Support Reactions

Definition

Support reactions are the reactive forces and moments generated at the points where a structural member (such as a beam or column) is connected to its supports. These forces arise in accordance with Newton’s Third Law of Motion to maintain the static equilibrium of the structure by opposing the applied external loads.

Main Content

1. Types of Supports

Roller Support: Allows movement in a parallel direction to the surface but prevents movement perpendicular to it. It provides only one reaction force perpendicular to the surface.
Pin (Hinged) Support: Prevents both horizontal and vertical translation but allows rotation. It provides two reaction components: one horizontal and one vertical.

Roller Support:
     | (Force)
   -----
  ( o )  <-- Allows horizontal movement
--------- (Surface)

Pin Support:
     | (Force)
   --|--
     A   <-- Fixed point, resists H and V forces

2. Fixed Support

Full Restraint: A fixed support prevents all types of movement, including horizontal, vertical, and rotational displacement.
Resultant Components: It generates three reactions: a vertical force, a horizontal force, and a reactive moment (torque).

Fixed Support:
    | |  <-- Wall
    | |
====| |  <-- Fixed end of beam
    | |

3. Conditions of Equilibrium

Sum of Forces: For a structure to be stable, the algebraic sum of all horizontal forces ($\sum F_x = 0$) and vertical forces ($\sum F_y = 0$) must be zero.
Sum of Moments: The algebraic sum of all moments about any point in the structure must be zero ($\sum M = 0$) to ensure no rotation occurs.

Working / Process

1. Free Body Diagram (FBD)

Isolate the structural member from its supports and environment.
Replace the supports with their corresponding reaction forces and moments based on the support type.

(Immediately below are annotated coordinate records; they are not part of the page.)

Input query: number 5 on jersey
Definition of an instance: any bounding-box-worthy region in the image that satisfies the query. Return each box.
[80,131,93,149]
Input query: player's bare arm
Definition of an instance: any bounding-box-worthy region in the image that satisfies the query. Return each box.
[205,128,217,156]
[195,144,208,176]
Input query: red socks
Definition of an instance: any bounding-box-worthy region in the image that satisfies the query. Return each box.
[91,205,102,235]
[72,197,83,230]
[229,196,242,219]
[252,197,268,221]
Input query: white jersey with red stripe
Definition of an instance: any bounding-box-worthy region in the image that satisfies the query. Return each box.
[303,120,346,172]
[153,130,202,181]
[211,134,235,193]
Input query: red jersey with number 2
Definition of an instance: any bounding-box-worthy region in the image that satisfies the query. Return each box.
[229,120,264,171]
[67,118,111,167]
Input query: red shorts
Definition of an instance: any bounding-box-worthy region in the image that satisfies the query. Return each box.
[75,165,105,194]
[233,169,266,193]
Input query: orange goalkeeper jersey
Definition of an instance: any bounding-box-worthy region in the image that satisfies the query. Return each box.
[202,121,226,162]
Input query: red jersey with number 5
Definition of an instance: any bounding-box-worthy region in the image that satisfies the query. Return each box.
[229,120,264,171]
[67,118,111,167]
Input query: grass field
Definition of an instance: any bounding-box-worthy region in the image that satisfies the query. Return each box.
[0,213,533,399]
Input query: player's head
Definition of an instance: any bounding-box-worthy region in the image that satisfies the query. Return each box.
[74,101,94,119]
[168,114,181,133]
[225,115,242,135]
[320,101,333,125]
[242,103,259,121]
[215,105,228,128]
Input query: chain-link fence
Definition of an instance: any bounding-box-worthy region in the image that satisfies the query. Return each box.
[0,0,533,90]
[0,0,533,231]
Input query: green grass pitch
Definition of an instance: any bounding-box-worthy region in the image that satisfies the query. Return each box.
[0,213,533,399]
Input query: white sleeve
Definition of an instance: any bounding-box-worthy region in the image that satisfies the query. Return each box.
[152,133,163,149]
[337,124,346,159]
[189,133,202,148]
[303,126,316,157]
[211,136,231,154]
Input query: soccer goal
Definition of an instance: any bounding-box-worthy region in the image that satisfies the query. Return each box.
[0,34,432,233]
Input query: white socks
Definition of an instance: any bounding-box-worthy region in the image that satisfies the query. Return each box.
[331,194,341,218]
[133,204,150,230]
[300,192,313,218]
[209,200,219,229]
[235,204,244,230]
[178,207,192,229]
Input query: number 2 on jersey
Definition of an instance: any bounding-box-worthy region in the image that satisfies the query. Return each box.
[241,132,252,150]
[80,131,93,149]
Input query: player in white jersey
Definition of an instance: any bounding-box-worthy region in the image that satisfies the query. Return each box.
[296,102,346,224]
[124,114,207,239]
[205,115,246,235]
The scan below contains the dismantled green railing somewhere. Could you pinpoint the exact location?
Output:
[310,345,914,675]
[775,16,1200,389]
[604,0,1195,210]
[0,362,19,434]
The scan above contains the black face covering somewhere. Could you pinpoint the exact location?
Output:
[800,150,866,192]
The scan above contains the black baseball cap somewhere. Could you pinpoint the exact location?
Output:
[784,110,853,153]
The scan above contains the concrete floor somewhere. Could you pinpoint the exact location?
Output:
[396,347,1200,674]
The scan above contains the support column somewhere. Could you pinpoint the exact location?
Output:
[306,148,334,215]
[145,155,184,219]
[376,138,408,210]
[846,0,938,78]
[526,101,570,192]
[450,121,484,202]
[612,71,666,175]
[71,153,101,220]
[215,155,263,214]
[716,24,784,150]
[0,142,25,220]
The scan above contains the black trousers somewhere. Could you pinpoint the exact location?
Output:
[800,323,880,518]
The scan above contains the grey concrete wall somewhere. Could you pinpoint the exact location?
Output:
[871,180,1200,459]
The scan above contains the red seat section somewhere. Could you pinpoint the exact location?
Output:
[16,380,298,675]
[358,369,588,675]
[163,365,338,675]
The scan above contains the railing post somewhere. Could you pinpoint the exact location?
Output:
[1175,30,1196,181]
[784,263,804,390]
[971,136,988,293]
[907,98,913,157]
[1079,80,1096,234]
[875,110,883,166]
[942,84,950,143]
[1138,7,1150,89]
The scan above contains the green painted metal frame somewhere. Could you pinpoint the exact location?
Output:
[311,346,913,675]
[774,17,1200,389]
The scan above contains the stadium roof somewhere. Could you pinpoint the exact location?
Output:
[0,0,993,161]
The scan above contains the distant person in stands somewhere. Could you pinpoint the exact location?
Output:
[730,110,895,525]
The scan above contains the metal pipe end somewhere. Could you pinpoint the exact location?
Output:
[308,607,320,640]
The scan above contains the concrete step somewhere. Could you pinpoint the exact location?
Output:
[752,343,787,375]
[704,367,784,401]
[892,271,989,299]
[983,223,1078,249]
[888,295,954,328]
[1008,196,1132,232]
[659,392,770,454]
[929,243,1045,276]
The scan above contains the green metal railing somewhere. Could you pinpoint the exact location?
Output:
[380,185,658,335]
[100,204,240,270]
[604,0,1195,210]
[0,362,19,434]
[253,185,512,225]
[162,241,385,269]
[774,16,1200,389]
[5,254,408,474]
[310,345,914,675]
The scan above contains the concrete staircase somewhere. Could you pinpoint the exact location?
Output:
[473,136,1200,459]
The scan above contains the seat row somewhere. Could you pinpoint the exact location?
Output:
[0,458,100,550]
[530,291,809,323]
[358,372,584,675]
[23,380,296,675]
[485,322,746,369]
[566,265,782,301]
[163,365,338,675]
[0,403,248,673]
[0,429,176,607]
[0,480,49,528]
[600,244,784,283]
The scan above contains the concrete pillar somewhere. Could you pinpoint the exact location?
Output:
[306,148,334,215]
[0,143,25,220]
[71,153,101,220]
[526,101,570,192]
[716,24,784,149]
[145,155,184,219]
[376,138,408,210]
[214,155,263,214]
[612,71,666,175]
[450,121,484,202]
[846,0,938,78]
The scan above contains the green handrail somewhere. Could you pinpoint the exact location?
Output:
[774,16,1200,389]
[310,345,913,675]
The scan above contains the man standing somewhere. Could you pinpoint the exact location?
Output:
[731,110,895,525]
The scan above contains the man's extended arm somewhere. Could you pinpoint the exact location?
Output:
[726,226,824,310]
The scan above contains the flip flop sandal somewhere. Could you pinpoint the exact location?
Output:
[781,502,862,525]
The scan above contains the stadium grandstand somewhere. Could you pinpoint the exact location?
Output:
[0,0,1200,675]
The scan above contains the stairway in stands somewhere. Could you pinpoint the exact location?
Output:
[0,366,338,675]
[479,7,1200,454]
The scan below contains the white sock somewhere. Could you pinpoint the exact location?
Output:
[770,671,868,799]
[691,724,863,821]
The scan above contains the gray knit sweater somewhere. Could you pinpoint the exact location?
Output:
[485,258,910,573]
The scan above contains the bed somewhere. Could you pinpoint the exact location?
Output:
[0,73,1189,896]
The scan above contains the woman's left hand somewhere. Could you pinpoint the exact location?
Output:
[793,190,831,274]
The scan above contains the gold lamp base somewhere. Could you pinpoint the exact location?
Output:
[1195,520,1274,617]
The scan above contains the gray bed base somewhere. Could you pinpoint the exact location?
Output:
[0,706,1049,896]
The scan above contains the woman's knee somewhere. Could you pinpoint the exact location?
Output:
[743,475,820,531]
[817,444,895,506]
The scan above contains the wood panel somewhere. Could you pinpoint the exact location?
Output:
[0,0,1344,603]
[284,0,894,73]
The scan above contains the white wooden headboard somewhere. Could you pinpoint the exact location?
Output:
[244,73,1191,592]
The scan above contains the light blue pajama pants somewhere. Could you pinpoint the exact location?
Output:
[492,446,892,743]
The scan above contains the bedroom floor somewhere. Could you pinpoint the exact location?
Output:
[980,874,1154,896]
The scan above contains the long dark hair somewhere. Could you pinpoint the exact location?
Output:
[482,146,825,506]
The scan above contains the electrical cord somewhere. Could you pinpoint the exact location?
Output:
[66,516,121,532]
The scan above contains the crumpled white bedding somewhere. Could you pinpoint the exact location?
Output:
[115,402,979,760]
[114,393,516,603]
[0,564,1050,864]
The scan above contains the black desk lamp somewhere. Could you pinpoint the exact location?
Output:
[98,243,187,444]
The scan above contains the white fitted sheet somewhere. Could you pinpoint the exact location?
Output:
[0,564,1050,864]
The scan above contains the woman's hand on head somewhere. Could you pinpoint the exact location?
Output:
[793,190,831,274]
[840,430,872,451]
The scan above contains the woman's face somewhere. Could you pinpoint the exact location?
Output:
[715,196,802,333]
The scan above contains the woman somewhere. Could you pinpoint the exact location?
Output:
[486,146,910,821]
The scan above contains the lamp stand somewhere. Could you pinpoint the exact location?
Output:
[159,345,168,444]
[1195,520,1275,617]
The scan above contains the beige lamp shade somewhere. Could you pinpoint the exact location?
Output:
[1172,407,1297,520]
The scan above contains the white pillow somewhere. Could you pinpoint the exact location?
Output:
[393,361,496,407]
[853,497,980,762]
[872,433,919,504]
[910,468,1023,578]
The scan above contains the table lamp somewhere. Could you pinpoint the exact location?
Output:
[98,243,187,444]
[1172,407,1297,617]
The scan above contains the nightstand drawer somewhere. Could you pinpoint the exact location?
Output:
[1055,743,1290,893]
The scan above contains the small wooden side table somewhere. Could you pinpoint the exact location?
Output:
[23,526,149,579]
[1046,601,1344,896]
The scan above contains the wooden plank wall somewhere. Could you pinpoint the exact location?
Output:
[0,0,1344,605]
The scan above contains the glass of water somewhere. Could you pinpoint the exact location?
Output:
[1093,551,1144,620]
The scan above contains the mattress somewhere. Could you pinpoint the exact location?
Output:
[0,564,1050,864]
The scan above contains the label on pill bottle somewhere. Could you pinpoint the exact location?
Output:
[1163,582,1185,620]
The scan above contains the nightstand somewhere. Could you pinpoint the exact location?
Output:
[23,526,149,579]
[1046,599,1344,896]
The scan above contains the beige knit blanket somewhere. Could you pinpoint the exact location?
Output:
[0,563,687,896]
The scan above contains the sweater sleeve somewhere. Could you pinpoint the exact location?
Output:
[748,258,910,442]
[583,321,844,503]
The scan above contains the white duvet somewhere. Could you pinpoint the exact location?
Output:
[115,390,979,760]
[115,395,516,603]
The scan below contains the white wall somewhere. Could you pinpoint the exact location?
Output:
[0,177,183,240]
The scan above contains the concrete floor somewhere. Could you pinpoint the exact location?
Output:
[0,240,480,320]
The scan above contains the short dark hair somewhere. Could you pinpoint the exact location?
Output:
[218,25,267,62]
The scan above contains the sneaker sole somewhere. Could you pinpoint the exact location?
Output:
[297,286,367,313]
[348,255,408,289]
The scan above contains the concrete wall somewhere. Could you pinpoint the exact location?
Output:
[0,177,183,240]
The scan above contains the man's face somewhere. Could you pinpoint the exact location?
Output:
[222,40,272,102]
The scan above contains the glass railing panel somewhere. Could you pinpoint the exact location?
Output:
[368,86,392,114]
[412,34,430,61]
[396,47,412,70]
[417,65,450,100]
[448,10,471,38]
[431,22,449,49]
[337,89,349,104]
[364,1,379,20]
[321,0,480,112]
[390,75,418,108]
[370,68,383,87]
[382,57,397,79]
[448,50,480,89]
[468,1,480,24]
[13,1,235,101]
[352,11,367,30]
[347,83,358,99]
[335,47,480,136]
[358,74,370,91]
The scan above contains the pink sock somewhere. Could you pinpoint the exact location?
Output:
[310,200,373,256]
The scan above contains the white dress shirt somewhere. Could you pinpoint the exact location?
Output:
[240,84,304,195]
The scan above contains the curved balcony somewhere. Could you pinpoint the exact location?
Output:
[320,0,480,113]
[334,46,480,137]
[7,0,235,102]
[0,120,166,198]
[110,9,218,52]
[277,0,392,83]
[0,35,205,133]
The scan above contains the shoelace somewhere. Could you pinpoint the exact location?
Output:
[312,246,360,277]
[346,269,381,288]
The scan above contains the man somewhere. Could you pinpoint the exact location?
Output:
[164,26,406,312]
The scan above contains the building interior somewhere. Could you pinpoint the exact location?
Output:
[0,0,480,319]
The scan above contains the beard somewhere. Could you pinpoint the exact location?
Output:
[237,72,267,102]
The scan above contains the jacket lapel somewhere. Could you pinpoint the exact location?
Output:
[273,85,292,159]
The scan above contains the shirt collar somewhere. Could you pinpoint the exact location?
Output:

2. Apply Equations of Equilibrium

Assign a sign convention (e.g., forces acting right or up are positive).
Write the equilibrium equations ($\sum F_x = 0$, $\sum F_y = 0$, $\sum M = 0$) based on the external loads and reaction variables.

3. Solve for Unknowns

Use algebraic substitution or elimination to find the numerical values of the reactions.
If a calculated reaction value is negative, it indicates the force acts in the opposite direction to the initially assumed direction.

Advantages / Applications

Structural Safety: Ensures buildings and bridges remain stationary and do not collapse under wind, gravity, or seismic loads.
Design Optimization: Helps engineers determine the size and material strength required for supports and beams.
Predicting Deflection: Allows for the calculation of how a structure will bend or deform when subjected to different loading scenarios.

Summary

Support reactions are the forces generated at the connection points of a structure that counteract external loads to keep the system in a state of static equilibrium. By applying the principles of force and moment balance, engineers can calculate these reactions to ensure structural integrity and stability.

Equilibrium: The state where net force and net moment are zero.
Static Determinacy: Structures where reactions can be solved using only equilibrium equations.
Important terms: Free Body Diagram (FBD), Reactive Force, Moment, Equilibrium, Constraint.